The number of electric bikes on the streets continues to grow, and now electric scooters are also becoming increasingly popular.

Steve Vaccaro, a local lawyer and advocate for pedestrian and bike-crash victims, said there is little actual difference between throttle and pedal-assist bikes, the latter which he said require little pressure on the pedal to work.

“There’s a discriminatory treatment of the e-bikes that people of color use, and poor people use,” he said.

Vaccaro prefers traditional bicycles for safety and health reasons, and said electric bikes, scooters and similar transports should be capped at 15 mph to prevent two different traffic flows in bike lanes. Basically, he said e-bike riders often disregard traditional cyclists and “do whatever they want” in the bike lanes. He favors letting professional riders like deliverymen get trained to be allowed to ride at 20 mph, and if they violate laws, they would then be bumped back down to 15 mph.

“Try to influence behavior with incentives rather than by hiding behind the bushes and having them pull some technical traffic violation, and then taking their bike away from them, which is what’s going on,” Vaccaro said.

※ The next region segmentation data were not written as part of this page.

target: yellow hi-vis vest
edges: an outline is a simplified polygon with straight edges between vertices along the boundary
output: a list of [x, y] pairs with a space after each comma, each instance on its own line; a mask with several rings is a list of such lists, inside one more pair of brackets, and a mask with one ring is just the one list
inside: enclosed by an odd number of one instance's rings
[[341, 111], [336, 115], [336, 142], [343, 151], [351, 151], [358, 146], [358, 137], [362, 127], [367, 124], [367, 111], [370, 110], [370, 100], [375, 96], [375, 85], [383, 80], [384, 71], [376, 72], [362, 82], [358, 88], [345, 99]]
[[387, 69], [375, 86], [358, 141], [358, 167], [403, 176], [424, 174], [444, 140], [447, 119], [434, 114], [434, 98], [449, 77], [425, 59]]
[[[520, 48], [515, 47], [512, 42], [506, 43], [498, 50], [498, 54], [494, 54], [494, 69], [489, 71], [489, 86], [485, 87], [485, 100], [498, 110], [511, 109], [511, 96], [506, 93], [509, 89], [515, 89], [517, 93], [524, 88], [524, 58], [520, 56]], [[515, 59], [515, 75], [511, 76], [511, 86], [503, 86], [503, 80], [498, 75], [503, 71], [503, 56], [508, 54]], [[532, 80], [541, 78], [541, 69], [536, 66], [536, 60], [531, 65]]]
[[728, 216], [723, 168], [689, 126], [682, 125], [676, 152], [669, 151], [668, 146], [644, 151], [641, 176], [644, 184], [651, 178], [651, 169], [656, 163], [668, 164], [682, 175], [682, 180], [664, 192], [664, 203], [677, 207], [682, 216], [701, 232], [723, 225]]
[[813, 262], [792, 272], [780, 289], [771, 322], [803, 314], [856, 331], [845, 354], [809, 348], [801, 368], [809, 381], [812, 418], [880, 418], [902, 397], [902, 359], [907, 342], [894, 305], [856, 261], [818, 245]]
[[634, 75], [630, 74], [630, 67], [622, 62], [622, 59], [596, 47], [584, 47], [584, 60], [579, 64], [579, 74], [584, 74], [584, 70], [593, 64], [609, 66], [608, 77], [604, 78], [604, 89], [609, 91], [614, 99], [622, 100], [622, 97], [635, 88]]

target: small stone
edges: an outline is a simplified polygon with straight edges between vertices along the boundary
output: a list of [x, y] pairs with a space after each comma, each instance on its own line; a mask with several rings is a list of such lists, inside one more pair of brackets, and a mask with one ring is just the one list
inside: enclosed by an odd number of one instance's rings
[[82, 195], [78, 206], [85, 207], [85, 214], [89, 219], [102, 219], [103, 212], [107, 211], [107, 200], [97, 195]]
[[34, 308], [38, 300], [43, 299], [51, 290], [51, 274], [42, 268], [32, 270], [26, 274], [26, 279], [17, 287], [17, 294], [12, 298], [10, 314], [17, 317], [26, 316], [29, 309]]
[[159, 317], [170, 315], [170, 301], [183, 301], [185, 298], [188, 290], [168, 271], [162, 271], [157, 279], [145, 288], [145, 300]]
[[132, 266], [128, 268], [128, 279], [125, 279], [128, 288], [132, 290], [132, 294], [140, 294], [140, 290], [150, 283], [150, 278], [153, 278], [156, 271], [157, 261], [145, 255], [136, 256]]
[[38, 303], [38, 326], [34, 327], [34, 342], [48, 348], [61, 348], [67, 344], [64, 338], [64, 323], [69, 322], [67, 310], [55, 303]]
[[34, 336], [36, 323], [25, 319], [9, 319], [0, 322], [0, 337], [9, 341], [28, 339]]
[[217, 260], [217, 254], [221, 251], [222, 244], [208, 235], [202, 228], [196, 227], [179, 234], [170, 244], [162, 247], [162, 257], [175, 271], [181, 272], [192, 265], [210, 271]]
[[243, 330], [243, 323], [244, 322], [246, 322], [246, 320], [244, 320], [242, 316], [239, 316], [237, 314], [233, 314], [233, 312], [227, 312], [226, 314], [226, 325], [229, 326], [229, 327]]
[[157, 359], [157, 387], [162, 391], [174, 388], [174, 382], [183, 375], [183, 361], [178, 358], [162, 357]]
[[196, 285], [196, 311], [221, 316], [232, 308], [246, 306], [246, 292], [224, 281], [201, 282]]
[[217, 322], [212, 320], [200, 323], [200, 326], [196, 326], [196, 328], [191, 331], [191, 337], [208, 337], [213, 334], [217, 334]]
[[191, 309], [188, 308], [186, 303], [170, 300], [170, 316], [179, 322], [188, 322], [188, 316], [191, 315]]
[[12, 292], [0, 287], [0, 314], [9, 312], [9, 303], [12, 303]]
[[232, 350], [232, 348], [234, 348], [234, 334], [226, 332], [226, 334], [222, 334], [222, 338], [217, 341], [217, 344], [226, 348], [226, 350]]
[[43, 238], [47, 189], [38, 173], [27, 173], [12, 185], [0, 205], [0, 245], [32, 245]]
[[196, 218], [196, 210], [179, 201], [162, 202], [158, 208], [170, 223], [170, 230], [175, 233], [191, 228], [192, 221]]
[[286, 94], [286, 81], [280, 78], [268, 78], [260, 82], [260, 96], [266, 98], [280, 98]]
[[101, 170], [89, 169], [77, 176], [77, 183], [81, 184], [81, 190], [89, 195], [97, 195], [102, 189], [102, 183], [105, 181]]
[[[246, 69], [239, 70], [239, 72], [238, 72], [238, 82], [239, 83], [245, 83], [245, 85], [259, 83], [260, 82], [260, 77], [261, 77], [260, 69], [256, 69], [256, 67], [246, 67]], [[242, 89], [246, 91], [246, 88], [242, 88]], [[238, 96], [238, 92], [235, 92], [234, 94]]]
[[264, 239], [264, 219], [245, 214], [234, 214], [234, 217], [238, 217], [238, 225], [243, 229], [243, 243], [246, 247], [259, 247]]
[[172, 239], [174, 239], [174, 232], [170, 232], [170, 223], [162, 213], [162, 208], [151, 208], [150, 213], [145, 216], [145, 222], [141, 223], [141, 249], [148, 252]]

Joe Cutrufo, communications director for the nonprofit Transportation Alternatives, supports more electric bikes and scooters but said more bike lanes are also needed, since there are currently only 200 miles of protected bike lanes for 6,000 miles of city streets.

“More people on the street traveling on two wheels, as opposed to traveling in cars, that’s a good thing,” he said. “But we need to accommodate those people.”

Meanwhile, Joanna Cawley, executive director of Carnegie Hill Neighbors on the Upper East Side, said that while there are no bike lanes in their area, there are plenty of cyclists that need to watch out more carefully for pedestrians, and that citywide, bikes should stay off the sidewalks. Her group agrees with the mayor’s opposition to throttle bikes on the basis of safety and speed issues.

“One thing that’s concerning about electric bikes is that they don’t make noise when they’re coming up behind you,” she said. “So I would imagine if they become more popular, some sort of noise-making device should be on each one.

“And I think the reflex issue with [little] kids and older people is something that everyone needs to take into account,” she added of the dangers of fast-moving e-bikes.

Cawley said the city needs to strictly enforce bicycle rules for everyone’s safety, including pedestrians, because, as she put it, “Electric bikes are here to stay.”

Uber lobbied the city in recent months to add up to 200,000 more e-bikes to its ride-sharing program. City bicycle usage over all grew threefold in the last decade, and is now up to nearly 500,000 bike rides daily.

Cutrufo said a traffic effort like Vision Zero is not only smart for safety, but politically, too.

“I don’t think we’re ever going back to an era where a candidate can be taken seriously who wants to rip up bike lanes and that sort of thing,” he said. “We’re beyond that now.”

When asked if bicycle culture will only continue to grow in the city, he simply said, “We’re optimistic.”